- Official poster
- Directed by: Alain Tanner
- Screenplay by: Alain Tanner
- Produced by: Alain Tanner; Marin Karmitz;
- Starring: Hugues Quester; Jean-Philippe Écoffey; Myriam Mézières [fr]; Betty Berr; Marie-Luce Felber;
- Cinematography: Bernard Zitzermann
- Edited by: Laurent Uhler
- Music by: Terry Riley
- Production companies: Channel Four Films; Filmograph S.A.; Films A2; MK2 Productions; Télévision Suisse Romande; Westdeutscher Rundfunk;
- Release date: 1985;
- Running time: 110 minutes
- Countries: Switzerland; France; West Germany; United Kingdom;
- Language: French

= No Man's Land (1985 film) =

No Man's Land is a 1985 drama film directed and written by Alain Tanner, about a group of young people on the French-Swiss border.
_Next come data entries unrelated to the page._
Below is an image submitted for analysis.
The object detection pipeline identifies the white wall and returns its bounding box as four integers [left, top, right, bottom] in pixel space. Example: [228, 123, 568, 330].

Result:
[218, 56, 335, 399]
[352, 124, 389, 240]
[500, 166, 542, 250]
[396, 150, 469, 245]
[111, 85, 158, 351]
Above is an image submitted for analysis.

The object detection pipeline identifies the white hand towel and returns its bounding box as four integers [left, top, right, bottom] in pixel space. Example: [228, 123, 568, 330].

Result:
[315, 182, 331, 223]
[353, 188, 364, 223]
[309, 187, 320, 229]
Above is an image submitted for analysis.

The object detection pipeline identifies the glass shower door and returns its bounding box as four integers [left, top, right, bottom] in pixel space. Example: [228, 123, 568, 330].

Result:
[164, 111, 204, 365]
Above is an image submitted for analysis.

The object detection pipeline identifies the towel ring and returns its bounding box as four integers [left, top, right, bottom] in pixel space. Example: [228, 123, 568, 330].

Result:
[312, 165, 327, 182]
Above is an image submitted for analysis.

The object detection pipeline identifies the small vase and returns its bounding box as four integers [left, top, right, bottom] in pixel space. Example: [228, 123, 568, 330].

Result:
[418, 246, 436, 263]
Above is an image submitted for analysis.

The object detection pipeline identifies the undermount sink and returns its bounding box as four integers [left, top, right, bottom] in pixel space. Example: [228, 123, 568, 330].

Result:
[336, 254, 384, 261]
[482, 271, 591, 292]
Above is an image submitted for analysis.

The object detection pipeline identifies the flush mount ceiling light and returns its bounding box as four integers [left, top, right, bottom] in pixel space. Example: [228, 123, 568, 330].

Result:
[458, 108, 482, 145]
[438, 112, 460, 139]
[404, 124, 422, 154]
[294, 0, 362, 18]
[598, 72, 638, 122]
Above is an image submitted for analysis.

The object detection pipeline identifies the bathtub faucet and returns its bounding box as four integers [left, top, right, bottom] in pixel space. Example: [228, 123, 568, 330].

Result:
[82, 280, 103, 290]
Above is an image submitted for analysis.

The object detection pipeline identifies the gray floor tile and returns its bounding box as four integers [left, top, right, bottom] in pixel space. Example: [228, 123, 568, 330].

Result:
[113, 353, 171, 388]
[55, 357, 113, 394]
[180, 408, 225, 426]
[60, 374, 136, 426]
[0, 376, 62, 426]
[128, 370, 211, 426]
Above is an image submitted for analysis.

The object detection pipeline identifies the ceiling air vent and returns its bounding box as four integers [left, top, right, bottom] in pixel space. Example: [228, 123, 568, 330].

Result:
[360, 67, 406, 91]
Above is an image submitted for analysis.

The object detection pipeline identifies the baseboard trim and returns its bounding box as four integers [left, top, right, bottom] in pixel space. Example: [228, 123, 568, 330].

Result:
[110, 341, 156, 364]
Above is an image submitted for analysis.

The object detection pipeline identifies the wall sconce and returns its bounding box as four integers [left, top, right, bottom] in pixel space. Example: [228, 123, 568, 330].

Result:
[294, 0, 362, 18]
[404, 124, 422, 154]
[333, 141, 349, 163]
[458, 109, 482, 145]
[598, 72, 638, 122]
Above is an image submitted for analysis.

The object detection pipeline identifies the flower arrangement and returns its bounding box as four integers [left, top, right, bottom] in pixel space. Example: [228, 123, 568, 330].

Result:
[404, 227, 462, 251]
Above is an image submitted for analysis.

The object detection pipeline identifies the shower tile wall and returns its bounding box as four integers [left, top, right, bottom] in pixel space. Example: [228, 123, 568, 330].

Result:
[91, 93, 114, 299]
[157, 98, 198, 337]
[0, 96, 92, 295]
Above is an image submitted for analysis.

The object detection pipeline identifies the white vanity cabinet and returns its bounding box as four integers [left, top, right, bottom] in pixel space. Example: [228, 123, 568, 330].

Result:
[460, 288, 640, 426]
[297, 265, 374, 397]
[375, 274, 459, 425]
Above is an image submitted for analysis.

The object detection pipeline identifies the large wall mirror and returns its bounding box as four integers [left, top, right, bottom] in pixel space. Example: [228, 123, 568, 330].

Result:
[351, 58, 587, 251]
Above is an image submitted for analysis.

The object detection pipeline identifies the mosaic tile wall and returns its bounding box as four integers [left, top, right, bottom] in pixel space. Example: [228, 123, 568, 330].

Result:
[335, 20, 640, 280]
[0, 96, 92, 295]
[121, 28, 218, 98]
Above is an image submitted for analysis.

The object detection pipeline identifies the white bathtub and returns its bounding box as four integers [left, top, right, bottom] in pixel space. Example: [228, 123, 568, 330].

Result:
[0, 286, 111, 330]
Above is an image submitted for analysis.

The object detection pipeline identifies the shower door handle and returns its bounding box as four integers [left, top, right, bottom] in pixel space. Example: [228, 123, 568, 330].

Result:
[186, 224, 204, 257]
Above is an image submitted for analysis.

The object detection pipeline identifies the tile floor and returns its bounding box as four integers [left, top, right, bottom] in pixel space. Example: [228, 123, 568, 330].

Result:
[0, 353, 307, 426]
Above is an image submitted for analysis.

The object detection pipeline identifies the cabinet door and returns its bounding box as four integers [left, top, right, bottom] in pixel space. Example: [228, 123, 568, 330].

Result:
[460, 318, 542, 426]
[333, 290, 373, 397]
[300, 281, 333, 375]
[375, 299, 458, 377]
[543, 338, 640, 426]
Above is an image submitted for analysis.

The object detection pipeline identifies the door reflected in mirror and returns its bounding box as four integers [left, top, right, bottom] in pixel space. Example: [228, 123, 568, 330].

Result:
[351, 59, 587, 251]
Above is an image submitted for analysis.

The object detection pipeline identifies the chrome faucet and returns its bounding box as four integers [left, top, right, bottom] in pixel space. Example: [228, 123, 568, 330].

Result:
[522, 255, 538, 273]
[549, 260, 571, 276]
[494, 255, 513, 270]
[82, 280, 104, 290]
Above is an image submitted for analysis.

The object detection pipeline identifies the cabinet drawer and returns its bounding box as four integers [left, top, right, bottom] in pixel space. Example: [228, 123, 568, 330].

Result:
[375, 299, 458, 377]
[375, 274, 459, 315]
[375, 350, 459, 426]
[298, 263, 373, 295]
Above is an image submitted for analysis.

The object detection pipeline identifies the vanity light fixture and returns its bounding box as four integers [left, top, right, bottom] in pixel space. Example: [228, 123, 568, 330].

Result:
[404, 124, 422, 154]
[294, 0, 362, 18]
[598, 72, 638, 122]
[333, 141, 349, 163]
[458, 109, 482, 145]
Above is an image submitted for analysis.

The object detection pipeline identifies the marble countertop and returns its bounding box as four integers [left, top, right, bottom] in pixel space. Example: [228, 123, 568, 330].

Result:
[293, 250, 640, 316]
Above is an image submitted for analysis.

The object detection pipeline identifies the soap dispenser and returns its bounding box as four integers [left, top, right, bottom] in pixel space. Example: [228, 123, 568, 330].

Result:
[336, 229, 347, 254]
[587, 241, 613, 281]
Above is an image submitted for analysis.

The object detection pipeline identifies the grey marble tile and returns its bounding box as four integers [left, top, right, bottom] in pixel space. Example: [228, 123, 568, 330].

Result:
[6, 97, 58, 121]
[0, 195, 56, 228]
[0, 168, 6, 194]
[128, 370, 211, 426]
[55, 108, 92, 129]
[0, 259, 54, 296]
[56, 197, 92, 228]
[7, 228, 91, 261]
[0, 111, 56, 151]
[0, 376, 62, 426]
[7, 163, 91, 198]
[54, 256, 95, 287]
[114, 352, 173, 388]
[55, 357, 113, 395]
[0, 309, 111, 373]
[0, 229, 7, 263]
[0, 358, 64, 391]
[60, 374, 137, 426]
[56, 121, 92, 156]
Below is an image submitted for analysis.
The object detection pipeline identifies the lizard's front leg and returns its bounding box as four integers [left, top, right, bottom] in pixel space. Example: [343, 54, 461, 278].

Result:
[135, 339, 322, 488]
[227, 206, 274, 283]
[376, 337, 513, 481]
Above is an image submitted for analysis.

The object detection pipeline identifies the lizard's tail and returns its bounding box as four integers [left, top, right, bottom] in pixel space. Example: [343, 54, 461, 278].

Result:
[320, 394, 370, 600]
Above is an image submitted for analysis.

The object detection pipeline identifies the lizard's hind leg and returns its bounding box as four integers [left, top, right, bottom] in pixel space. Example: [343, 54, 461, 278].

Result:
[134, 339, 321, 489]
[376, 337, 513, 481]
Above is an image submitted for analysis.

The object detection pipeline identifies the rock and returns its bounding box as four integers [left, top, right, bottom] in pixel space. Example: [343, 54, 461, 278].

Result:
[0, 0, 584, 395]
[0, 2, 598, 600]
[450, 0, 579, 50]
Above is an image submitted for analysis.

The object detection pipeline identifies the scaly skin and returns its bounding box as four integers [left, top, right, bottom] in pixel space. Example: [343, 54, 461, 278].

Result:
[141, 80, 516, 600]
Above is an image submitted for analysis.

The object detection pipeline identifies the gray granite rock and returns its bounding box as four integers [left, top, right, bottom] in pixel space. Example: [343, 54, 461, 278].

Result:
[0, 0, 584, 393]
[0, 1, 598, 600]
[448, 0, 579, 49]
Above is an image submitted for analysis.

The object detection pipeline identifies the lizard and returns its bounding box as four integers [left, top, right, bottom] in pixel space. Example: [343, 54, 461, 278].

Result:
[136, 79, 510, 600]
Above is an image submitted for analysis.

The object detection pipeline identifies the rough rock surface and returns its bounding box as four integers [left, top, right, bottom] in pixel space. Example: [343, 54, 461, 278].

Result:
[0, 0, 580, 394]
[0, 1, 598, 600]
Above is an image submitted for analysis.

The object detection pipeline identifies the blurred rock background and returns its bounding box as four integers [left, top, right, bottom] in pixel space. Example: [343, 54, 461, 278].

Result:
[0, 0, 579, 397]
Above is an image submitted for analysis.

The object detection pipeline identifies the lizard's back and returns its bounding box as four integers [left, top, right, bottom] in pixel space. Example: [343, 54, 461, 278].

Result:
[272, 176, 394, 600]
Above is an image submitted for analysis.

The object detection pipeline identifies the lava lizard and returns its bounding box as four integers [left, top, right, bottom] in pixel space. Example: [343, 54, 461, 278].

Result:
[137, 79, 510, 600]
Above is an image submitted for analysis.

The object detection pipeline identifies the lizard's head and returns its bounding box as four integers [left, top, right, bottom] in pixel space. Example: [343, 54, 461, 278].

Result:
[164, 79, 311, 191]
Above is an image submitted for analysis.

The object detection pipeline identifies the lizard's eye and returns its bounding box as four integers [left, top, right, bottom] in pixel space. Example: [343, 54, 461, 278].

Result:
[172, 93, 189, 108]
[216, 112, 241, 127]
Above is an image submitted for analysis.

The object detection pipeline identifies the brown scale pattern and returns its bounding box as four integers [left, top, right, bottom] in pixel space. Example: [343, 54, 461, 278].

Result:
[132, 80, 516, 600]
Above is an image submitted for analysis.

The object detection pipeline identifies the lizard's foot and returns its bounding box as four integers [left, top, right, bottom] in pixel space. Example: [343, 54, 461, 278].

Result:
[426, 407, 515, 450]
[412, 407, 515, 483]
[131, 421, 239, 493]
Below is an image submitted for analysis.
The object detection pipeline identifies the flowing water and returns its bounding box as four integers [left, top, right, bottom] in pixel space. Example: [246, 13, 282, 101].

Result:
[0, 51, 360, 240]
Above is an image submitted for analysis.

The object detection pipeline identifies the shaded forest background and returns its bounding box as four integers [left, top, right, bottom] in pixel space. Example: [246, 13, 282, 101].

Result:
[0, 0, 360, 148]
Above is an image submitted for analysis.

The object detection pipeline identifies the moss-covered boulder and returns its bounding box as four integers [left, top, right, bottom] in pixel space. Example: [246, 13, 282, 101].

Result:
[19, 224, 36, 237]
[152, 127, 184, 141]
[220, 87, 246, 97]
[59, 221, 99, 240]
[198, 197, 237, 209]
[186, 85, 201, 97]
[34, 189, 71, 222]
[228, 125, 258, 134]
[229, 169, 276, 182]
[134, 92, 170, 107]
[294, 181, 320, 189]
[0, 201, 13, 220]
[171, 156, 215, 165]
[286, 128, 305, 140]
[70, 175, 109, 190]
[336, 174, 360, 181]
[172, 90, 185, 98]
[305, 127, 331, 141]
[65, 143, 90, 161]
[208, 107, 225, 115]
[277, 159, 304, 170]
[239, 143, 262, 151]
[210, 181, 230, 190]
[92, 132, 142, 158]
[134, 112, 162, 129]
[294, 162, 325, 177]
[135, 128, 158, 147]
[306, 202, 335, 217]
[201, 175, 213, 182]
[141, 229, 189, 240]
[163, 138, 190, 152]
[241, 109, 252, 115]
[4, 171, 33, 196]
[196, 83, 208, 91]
The film was shown in competition at the Venice Film Festival in 1985.

==Synopsis==
Set in the border region between France and Switzerland, the film follows a group of young people, including Madeleine, Paul, Mali and Jean, as they try to escape their bleak circumstances. A nightclub in a former customs house on the Swiss-French border serves as a meeting place for people whose lives revolve around the border. Madeleine wants to leave the borderland and become a singer in Paris, while Paul is hired to smuggle gold, a venture that costs him his life. Mali works in Switzerland, while Jean sees himself as rooted to the land but becomes involved in petty criminality.

== Cast ==
The cast includes:

- Hugues Quester as Paul
- Myriam Mézières as Madeleine
- Jean-Philippe Écoffey as Jean
- Betty Berr as Mali
- Marie-Luce Felber as Lucie
- Maria Cabral as a hitchhiker
- Teco Celio as an informant
- Adrien Nicati as Paul's father
- Maurice Aufair as Jean's uncle

== Production ==
Tanner said the film was about characters trying to find their place in a society in crisis, describing it as a film about the dissolution of contemporary life and its structures.

== Reception ==

=== Awards and nominations ===
The film was entered in competition at the 42nd Venice International Film Festival in 1985.

=== Critical response ===
Vincent Canby of The New York Times wrote that the film was "completely humorless and cold", adding that it was memorable only for its "picturesque landscapes and cloud formations". Filmdienst described the film as austere and beautiful, restrained, and compellingly told. The Cinémathèque suisse described the film as a beautiful, sad film.

== Festival screenings ==
The film premiered in 1985. In later years, it was screened at festivals including Cineuropa in Santiago de Compostela in 2021 and Entrevues Belfort in 2025.